1982 Anayasası 68. Maddesinde, aynen 1961 anayasasında olduğu gibi, "siyasi partileri, demokratik siyasi hayatın vazgeçilmez unsurları" olarak tanımlamıştır. Nitekim, siyasal partilerin siyasal sistem içindeki rolleri, Avrupa demokrasilerinde uzun bir süreden beri demokrasi kavramının "partitokrasi" kavramı ile aynı şeyi ifade eder biçimde algılanmasına neden olmaktadır. Türkiye, bu eğilimi İmparatorluk döneminden beri (her ne kadar, amaçları, örgütlenme modelleri farklı olsa da) yaşayan, 1950’den beri de çok partili siyasal sistem içinde uygulamasını sürdüren bir ülke konumundadır.
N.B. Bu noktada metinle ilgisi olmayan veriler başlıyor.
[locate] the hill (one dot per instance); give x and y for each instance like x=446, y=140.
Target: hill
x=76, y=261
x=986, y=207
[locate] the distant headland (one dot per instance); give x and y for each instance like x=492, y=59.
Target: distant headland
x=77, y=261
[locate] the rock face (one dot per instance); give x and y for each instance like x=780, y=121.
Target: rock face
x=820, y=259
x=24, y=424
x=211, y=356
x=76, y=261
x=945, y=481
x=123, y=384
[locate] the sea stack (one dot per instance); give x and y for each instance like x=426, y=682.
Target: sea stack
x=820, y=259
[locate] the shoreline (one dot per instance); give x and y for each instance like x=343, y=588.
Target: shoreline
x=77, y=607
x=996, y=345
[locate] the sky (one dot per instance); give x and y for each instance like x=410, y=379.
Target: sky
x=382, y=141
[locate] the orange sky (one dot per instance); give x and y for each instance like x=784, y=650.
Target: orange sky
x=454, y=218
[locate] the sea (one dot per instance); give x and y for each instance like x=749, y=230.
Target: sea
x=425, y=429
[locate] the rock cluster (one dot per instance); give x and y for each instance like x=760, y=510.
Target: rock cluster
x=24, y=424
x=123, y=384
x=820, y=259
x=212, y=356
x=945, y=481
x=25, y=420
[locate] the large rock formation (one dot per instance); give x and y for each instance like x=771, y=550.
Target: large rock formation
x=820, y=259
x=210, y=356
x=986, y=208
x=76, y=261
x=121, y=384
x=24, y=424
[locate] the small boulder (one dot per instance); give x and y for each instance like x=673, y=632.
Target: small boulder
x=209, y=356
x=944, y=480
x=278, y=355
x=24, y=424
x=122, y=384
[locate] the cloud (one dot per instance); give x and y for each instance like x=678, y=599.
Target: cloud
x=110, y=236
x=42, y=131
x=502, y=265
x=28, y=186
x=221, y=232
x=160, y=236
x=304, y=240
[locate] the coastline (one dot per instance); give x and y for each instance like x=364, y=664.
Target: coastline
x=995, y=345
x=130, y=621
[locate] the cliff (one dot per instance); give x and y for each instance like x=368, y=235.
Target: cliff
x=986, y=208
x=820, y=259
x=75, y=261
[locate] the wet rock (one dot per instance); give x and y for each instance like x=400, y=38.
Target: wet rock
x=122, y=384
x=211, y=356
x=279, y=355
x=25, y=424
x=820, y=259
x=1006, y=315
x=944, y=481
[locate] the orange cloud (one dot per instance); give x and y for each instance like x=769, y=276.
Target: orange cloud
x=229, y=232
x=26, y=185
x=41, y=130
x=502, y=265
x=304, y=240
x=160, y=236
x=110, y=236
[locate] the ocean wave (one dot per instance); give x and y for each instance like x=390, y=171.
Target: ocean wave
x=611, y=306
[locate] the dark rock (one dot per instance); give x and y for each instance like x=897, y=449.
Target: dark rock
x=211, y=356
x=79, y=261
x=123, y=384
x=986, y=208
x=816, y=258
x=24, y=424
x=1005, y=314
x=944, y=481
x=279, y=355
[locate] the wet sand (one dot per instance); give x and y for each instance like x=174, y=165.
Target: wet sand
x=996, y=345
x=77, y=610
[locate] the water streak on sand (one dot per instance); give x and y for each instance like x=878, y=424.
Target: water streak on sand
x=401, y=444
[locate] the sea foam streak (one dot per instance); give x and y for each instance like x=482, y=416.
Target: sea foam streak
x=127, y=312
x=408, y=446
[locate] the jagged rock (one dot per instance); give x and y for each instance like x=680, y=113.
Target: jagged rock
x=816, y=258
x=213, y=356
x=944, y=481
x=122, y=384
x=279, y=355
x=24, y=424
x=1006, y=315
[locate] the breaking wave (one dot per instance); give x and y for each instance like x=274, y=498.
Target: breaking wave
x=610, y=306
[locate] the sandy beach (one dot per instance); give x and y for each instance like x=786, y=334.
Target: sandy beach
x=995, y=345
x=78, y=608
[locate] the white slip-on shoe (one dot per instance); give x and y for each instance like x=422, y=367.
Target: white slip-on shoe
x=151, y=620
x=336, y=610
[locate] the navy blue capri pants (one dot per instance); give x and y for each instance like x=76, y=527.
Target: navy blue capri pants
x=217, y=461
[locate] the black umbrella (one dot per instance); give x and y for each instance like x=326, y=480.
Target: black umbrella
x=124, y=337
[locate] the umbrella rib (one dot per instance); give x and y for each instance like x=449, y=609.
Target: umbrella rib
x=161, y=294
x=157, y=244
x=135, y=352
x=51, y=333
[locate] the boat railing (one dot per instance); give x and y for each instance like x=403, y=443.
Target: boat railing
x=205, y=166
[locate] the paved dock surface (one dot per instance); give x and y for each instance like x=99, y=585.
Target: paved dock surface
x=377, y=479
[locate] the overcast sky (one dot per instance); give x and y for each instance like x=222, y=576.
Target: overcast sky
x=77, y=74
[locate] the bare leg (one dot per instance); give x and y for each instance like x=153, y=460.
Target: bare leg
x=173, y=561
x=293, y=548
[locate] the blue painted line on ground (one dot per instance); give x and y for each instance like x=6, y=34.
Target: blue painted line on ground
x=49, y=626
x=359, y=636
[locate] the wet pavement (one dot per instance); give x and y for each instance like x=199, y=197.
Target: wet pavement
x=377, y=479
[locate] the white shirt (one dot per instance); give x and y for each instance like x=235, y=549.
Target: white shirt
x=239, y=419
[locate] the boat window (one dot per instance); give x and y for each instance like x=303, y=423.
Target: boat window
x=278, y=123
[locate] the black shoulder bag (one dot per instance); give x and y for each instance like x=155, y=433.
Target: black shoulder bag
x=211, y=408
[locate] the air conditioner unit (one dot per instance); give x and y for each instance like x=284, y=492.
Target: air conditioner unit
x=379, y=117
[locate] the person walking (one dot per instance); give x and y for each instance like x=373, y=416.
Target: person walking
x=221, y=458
Üstelik demokratik siyasal sistemin diğer aktörleri olan ve kamuoyunun siyasal sistemle bağlantılarını kurma işlevini üstlenen sivil toplum örgütlerinin sistem içindeki konumlarının ve rollerinin diğer demokratik ülkelere oranla son derece yetersiz kalması, siyasal partilerin rollerini ve işlevlerini bir kat daha arttırmaktadır. Dolayısıyla, demokratikleşme açısından da, ilk ve derhal yapılması gereken, siyasal sisteme, siyasal aktörlere duyulan bu güvensizlik duygusunun, bu "güven erozyonunun" ortadan kaldırılması, güven duygusunun tekrar tesis edilmesi, diğer bir söyleyişle toplum ve devlet arasında yeni bir "toplum sözleşmesinin" ana hatlarının yeniden çizilmesidir. Bu çalışmada, yukarıda yer alan görüş doğrultusunda Siyasi Partiler Kanunu’nda yapılması gereken değişiklikler yer almaktadır.